When she returned she carried a plastic squeeze bottle with a straw protruding through the top. “This is not water,” she said sweetly. “This is a hydration compound. But it is very tasty. Here, try a bit.” She put the straw to his lips, and he sucked greedily at it. The liquid inside the bottle was indeed pleasing to the palate, tasting slightly of sweet, fresh lime juice, and he pulled a large gulp of it into his mouth. As he tried to swallow, an irresistible urge to cough seized him, and the half-suppressed hack sputtered some of the liquid over his cheeks.

“Not so fast,” the woman admonished him.
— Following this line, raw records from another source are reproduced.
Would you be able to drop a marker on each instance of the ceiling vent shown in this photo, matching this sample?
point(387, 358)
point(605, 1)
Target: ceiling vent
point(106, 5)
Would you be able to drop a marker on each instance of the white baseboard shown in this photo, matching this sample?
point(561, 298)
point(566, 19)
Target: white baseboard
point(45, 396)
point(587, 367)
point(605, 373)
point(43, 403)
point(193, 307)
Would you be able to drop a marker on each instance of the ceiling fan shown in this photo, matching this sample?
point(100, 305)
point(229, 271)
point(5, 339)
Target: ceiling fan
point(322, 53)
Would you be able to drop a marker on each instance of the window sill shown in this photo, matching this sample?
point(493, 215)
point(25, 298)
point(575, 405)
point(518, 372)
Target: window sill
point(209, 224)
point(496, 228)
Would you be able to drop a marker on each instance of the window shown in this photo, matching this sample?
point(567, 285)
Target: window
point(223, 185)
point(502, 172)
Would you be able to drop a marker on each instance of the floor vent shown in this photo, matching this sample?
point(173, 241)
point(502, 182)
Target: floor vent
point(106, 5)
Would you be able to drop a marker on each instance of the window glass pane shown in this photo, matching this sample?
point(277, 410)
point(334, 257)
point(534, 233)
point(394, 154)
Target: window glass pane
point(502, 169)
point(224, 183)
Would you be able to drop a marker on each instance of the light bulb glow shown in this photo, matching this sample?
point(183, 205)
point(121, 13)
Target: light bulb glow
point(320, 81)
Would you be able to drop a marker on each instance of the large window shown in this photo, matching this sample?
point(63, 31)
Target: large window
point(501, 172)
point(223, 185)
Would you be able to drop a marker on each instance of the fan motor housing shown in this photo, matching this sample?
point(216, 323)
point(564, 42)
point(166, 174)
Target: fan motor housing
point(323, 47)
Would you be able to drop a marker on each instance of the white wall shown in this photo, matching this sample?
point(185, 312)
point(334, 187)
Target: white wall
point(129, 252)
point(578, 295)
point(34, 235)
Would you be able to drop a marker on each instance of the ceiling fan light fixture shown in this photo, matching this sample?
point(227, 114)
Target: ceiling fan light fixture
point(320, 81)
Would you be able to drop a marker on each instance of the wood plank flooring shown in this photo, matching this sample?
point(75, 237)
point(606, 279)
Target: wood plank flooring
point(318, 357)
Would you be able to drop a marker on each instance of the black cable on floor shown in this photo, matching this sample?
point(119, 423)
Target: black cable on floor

Reaching somewhere beneath the bed, she produced a soothing wipe and used it to clean his face. “Here,” she said, offering the bottle once more. “Try again, but go slowly. Take a little bit at a time. It will be a while before your body readjusts to taking sustenance orally.”

The import of her statement was not lost on O’Keefe, who was beginning to get an inkling of how long he had been comatose, but for the moment the immediacy of his thirst made slaking it his first priority. He followed his nurse’s instructions, pulling minute amounts of the fluid through the straw and carefully swallowing each one before returning it to his lips for more. Questions mounded over mysteries piled atop conundrums crowded his awareness, none with rational answers or explanations, but all of that could wait. The fluid his body lusted for was still the only pertinent aspect of his existence for the moment. He brought his lips to the straw over and over until his mouth and throat lost that feeling of being friable wastelands before finally laying his head back against his pillow and ignoring the offered straw.

“Where am I?” he tried to ask, but the words again felt alien to his tongue, and he could not form the sounds his mind told him to produce. The nurse shushed him, laying two fingers across his lips.

“I know this must be very disconcerting to you, but everything is going to be fine, so please don’t worry. We are going to take extremely good care of you, that I promise.” She gently brushed back a lock of hair that lay across his forehead with a smooth, repetitive stroking motion of her fingers.